Chapter 11
--Qué se puede esperar de una solterona...
Si se trata de una devoción mal comprendida, todo el mundo se encoge de hombros y murmura:--Es una verdadera solterona...
Si por casualidad se hace alusión a costumbres rutinarias, al egoísmo o a las conversaciones agridulces, todos repiten:
--Qué propio es de una solterona...
Para pintar un traje extravagante se exclama:
--Vaya una facha de solterona...
Si por ventura recae la conversación sobre la pasión de los gatos, de los perros, de los pájaros o de los cintajos amarillos, brota un grito unánime:
--Gustos de solterona...
En fin, última y suprema ofensa, si se quiere calificar a alguna persona profundamente inútil a la sociedad, todos proclaman:
--Inútil como una solterona...
Véase cómo la solterona se convierte en un objeto antipático cuando debiera ofrecer el más singular de los atractivos, el de un enigma que descifrar.
9 de diciembre.
¡Cuántas mudanzas en lo que constituye una vida de joven soltera!... Ayer todo era tranquilidad absoluta; hoy empiezo de nuevo a subir el calvario de una muchacha casadera... ¡Qué fastidio!... Y pensar que es el padre Tomás a quien debo esta resurrección de las complicaciones.
Esta mañana me previno la abuela que deseaba hacer conmigo algunas visitas por la tarde. A las dos subí a mi cuarto para ponerme el traje de rigor, cuando la abuela me hizo sufrir un examen imprevisto.
--¿Qué vestido te pones?
--El gris, corte de sastre.
--El gris... No, yo preferiría el azul marino con aquella linda pechera que tan bien te sienta.

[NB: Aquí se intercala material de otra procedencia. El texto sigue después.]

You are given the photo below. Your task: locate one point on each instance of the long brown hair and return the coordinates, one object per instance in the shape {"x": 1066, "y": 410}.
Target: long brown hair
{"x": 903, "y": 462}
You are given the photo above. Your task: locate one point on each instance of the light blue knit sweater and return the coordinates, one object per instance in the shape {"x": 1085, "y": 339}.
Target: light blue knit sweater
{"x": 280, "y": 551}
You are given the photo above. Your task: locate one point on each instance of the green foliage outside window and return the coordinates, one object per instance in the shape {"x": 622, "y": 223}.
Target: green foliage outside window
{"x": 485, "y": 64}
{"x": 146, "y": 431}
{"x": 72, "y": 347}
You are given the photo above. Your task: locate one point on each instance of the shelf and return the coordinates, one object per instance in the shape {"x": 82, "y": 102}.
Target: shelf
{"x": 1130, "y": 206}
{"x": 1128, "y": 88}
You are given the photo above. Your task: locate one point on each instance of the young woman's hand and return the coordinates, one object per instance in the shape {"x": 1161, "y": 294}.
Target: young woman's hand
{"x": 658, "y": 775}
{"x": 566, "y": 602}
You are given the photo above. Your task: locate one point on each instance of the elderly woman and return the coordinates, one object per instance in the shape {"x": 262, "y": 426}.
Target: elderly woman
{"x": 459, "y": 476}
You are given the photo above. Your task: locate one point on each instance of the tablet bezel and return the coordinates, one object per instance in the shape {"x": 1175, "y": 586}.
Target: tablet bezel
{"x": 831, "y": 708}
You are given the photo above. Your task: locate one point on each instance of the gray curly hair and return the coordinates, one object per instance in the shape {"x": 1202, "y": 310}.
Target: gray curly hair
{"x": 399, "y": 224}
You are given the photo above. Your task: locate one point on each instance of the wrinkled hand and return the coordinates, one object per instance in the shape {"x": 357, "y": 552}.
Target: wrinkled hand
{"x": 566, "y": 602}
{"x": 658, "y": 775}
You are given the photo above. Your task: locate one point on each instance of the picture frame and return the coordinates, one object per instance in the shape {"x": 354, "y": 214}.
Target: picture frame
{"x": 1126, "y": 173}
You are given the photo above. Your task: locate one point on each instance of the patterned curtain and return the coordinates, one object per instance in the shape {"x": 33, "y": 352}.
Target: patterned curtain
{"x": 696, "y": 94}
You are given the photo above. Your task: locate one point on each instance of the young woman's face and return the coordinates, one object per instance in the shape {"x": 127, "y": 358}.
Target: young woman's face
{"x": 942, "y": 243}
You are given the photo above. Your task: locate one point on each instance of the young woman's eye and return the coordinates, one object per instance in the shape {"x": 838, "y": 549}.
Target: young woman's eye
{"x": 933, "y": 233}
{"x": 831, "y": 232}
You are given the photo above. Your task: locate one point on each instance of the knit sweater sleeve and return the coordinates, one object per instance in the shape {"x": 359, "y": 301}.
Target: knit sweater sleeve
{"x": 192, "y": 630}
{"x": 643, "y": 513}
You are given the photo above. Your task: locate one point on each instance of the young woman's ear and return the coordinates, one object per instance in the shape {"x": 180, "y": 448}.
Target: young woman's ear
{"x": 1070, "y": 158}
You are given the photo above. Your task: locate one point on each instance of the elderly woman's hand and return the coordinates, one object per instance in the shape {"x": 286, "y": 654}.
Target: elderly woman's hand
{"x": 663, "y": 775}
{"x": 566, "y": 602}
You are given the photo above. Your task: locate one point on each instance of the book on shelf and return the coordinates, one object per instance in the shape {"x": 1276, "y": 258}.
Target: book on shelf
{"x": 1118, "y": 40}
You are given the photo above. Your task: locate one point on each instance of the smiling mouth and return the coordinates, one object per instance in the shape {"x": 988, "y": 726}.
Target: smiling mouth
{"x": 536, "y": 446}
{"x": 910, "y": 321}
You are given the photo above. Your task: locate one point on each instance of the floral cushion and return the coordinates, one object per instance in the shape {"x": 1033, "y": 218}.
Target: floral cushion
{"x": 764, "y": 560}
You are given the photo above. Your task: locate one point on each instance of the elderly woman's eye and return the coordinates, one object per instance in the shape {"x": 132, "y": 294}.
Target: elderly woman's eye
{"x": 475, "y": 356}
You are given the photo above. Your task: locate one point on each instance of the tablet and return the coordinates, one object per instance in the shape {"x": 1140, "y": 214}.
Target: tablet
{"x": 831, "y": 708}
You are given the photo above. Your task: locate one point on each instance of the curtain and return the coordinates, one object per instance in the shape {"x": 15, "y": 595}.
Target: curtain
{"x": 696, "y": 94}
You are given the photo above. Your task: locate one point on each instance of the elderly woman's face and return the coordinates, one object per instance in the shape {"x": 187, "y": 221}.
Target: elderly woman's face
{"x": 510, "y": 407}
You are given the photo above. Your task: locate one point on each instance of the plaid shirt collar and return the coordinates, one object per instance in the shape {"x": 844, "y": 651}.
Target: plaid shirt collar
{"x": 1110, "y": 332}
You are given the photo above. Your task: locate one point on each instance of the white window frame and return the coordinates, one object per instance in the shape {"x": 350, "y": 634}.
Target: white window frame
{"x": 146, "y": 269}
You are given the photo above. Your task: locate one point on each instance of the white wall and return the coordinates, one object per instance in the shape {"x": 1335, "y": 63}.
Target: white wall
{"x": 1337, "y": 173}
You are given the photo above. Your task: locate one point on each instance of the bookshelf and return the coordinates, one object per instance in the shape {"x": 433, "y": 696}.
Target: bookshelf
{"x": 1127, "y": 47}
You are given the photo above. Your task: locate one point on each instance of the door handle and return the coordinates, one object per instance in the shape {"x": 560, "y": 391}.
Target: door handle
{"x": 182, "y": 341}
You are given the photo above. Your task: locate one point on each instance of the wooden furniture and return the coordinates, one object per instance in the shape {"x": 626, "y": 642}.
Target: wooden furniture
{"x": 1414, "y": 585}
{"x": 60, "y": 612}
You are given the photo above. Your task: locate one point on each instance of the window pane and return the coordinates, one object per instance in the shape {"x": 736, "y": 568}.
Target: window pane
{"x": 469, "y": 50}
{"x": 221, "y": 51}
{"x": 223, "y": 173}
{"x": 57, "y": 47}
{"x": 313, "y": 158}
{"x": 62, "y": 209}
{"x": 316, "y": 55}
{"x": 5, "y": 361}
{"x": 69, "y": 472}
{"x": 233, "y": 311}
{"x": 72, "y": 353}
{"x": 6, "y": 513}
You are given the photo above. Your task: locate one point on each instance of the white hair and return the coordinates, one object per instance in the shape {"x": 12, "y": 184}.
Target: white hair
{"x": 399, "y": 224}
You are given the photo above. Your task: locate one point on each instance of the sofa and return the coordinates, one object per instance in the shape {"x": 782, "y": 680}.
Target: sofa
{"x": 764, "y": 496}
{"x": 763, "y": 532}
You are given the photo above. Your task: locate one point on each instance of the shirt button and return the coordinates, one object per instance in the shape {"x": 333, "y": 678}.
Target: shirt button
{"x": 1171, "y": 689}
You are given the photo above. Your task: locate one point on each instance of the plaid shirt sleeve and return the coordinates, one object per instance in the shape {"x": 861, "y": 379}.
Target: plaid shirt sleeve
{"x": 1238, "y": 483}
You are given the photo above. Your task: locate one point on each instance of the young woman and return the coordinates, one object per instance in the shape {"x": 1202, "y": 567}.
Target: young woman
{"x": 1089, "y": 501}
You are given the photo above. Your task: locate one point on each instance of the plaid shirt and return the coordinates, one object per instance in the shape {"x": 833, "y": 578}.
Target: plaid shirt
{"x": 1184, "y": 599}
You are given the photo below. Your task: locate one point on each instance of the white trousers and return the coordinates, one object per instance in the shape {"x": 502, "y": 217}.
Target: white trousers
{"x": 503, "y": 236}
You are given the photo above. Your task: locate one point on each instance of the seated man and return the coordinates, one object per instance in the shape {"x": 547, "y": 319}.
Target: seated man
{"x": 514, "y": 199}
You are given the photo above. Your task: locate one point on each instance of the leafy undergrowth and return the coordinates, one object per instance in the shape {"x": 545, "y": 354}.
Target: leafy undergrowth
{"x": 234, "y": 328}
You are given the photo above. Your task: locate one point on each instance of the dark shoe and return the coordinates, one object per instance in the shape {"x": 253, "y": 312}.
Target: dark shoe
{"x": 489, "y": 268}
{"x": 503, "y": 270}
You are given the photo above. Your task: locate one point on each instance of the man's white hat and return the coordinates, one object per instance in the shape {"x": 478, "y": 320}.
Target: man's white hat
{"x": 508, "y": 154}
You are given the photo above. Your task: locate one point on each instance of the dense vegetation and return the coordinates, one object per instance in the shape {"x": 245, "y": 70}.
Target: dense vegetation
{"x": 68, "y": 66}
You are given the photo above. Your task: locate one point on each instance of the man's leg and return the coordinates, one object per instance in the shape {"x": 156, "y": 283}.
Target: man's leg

Debajo del abrigo de pieles ligeramente entreabierto, hace muy bien...
--Pero yo no tengo conquistas que hacer, abuela... ¿Cree usted útil que me ponga el traje número uno?...
--Sí... sí... ¿Qué sombrero?...
--El Santos Dumont.
--No, ese no... Ponte más bien el de la pluma amazona que te sienta maravillosamente sobre tu cabello rubio.
--¿Maravillosamente?... Bueno, abuela.
Me vestí muy pensativa... ¿Qué significaban esas precauciones inusitadas?... ¿Qué las idas y venidas de la abuela, que ha salido estos días varias veces de tapadillo?... Verdaderamente todo esto me parecía poco claro y empezaba a temer seriamente un atentado premeditado contra mi libertad, cuando tomé confianza al ver que la abuela se dirigía, y me dirigía por consiguiente, hacia el Colegio Libre.
--En casa del padre Tomás--murmuré para mis adentros,--no hay nada que temer... La feria del matrimonio no tiene allí puesto.
Llamé, pues, con todo el candor de una perfecta quietud y no encontré extraordinario que el cura no estuviese solo. Muy ocupado en hablar de buenas obras con un caballero bastante feo, que parecía un tarro de tabaco, el cura nos acogió, sin embargo, con una alegría muy halagüeña... Evidentemente no había la menor mala intención en aquellos ojos eternamente maliciosos ni en aquella risa tan franca.
La abuela, no queriendo interrumpir la conversación de aquellos señores, se confundió en excusas y suplicó al cura que nos dejase aprovechar sus luces comunes continuando su plática.
El caballero tarro de tabaco nos fue presentado. Se llama Teodoro Baurepois y practica como especialidad la salvación de Francia. Tuvimos el gusto de oír interesantes cosas sobre el socialismo cristiano, los círculos obreros, la protección de los patronos, los retiros y un diluvio de teorías... El caballero habla bien y se expresa con facilidad y hasta con elegancia. El padre Tomás parece que le da gran importancia y le exhibe como una coqueta enseñaría una sortija.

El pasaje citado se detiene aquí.